We all like a nifty bargain when shopping online, but as it usually means paying by credit card it pays to be alert and to keep the following tips in mind for safer shopping.
When you have selected your purchase and the time has come to pay, check that the payment page, where you have to enter your card details, has an URL [the address of the site] starting with ‘https’, the ‘s’ signifies it is a safe site. It may also have an icon of a padlock or some other digital security certificate showing.
These details indicate that your details are encrypted end to end and unavailable to anyone else.
Sending your card details via email is a no-no, easily the most insecure way of transmitting your information.
If you are a frequent shopper online I suggest you consider having a separate card just for that, and to make it even safer use a debit card rather than credit card. In case of a debit card you or a fraudster cannot spend more than you have in your bank account, bad enough as that may be.
Ideally, use a prepaid debit card which allow you to set the amount of money available to spend for your purchases, that way if the card details are compromised or the card is stolen then the amount lost is limited.
More about the various cards was covered in this post.

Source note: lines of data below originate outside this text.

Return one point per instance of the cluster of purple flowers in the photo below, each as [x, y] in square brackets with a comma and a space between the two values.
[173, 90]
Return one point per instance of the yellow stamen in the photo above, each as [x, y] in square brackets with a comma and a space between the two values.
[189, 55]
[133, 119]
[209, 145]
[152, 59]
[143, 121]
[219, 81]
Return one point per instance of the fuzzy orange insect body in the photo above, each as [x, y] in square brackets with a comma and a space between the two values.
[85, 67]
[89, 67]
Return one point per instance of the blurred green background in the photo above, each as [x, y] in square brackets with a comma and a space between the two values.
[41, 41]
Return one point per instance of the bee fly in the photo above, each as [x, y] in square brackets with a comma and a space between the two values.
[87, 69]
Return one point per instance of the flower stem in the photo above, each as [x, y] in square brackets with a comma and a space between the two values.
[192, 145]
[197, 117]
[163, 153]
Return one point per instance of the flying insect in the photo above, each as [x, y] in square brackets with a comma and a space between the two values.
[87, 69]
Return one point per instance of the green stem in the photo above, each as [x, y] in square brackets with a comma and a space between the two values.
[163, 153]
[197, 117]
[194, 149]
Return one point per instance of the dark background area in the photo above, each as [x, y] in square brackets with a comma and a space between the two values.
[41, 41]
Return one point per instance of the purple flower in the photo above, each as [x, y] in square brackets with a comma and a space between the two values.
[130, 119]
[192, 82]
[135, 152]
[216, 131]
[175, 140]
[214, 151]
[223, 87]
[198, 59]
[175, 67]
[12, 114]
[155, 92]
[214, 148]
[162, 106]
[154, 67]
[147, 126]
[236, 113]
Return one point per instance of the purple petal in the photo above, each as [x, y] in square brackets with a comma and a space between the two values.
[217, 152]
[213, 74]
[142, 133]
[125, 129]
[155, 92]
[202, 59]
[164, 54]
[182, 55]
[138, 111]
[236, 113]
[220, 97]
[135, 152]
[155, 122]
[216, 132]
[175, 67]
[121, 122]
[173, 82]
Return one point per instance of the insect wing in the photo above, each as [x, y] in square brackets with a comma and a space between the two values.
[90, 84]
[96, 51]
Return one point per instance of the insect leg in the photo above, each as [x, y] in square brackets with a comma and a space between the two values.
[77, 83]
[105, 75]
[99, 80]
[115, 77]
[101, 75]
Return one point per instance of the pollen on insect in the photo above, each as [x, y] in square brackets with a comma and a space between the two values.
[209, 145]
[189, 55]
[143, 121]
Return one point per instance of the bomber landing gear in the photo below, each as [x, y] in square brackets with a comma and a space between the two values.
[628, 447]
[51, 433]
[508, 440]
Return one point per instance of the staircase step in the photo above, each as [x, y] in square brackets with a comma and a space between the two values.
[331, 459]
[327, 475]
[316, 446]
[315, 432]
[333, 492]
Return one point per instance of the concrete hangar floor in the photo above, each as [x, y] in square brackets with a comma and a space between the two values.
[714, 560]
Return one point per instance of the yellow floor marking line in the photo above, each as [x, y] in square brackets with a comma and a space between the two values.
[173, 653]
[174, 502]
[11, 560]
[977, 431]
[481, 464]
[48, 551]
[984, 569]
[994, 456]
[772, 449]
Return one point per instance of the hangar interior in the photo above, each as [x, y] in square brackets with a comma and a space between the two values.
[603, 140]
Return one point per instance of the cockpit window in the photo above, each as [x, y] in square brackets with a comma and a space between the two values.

You are well aware of the socalled CSC [card security code] or CVD [card verification data] which are the 3 numbers printed on the back of your card next to the signature panel. The number is an added security feature private to you, and is usually asked for when shopping on a supported online site. It is never divulged to the retailer.
Visa also has what is known as ‘Verified by Visa’ which when set up provides a personal message on screen when you make your transaction as well as a password to authorize the purchase.
It is important to bone up on what protection you have from your bank or card issuer in case of fraudulent transactions whether online or off.
Lastly, use separate passwords for each online account you have with a retailer and NOT the same you use for your email account[s]. Oh, and if you use a tablet in a store to make a quick payment for an impulse purchase think about who may be looking over your shoulder.
One more point. Turn off your browser’s auto-complete settings to avoid your card details being inadvertently stored and that also goes for your personal identifiable information. If you are not quite sure how to do this then Kapiti SeniorNet is just the place to have that sorted.
Stay safe and enjoy your online shopping.